As a crim law professor teaching first-semester 1Ls, it seems that a large part of my time is spent not just teaching the law, but advising, counseling, and hand-holding. All part of the territory, I know. But what to do when your students begin to ask you about study tips, or strategies for outlining, or asks your advice on job interviews? Usually I just mumble something about "be organized" and leave it at that. Not this year, though. No, this year I finally Have An Answer:
This slim volume, published by Aspen, is truly a lifesaver not just for the confused or anxious student but also for any 1L professor hoping to impart useful advice. Best of all, it's funny--a wry tone which is a cross between Miss Manners and Dennis Miller. My personal favorite part is the chapter discussing "Some Universal Truths" about law school, which includes etiquette hints like "Don't Be an Insufferable Braggart" and provides answers to such eternal questions as:
1) Does it matter where I sit in class?
2)If I really, really have to go to the bathroom during class, is it ok if I get up and leave?

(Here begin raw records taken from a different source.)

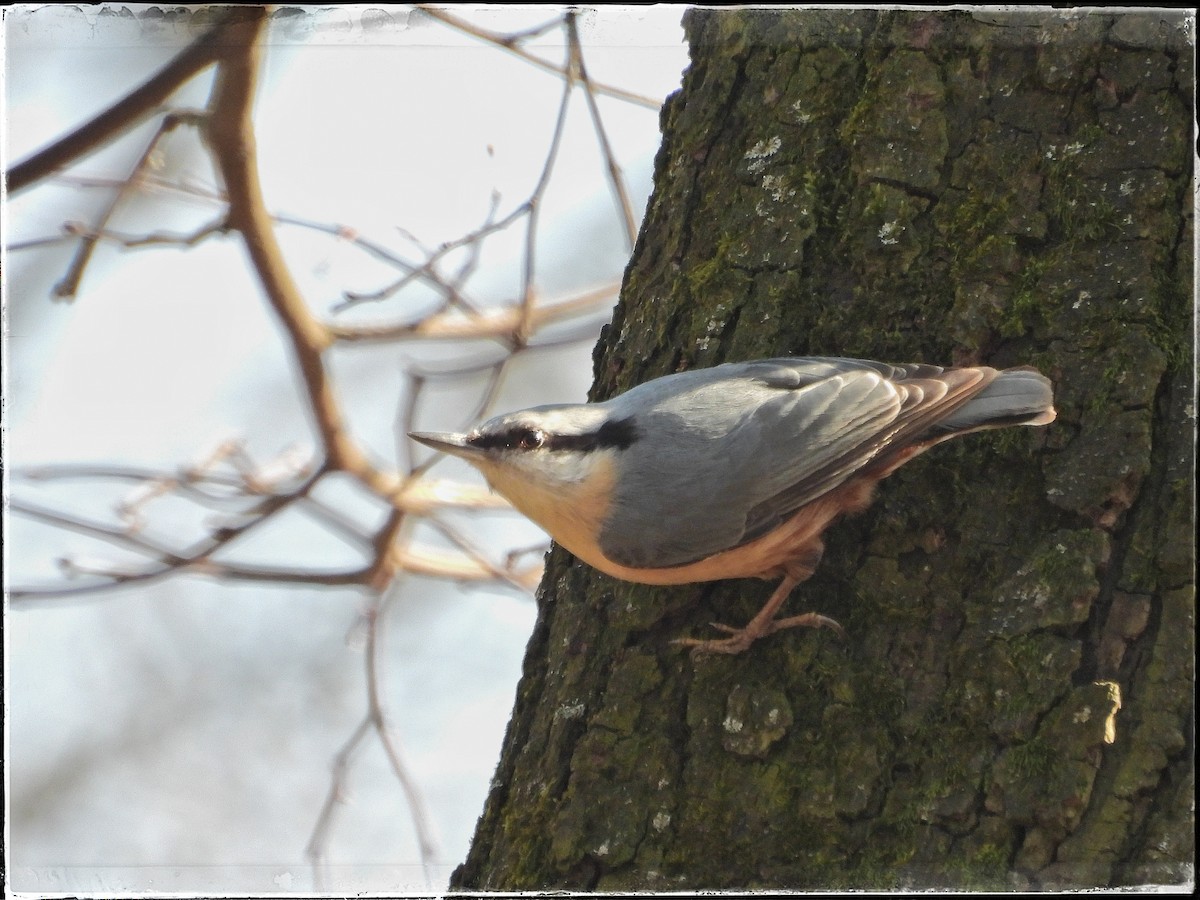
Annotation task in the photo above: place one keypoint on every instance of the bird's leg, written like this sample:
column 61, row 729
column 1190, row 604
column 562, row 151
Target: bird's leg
column 766, row 623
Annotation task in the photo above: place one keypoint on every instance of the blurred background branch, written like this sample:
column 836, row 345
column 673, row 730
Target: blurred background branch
column 214, row 517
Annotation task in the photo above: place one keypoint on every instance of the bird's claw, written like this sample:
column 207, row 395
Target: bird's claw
column 742, row 637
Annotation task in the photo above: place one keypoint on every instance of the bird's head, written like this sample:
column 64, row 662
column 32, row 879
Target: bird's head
column 541, row 449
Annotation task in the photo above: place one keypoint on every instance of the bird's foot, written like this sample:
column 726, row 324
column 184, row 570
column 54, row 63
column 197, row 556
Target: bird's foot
column 742, row 637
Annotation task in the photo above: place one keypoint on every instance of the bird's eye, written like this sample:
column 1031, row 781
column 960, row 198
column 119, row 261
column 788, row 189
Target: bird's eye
column 531, row 439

3)What harm is there in surfing the web in class or IM'ing my friends if I'm bored?
In fact, my only caveat about this book is that it gives too sharp of a look into the reality of law school and law teaching--do I really want my students to be reading about "Favorite Law Professor Games" ? Probably not. But otherwise, this book would have been great to have when I was a student, both for the practical and intelligent advice and the gently humorous tone it uses to poke fun at most law school sacred cows.
I'll leave you with one last bit of advice from the authors:
"Beware that, when fighting monsters, you yourself do not become a monster . . . for when you gaze long into the abyss, the abyss gazes also into you." --Friedrich Nietzche
Nietzche, Miss Manners for Law School, How to Outline....this book has it all.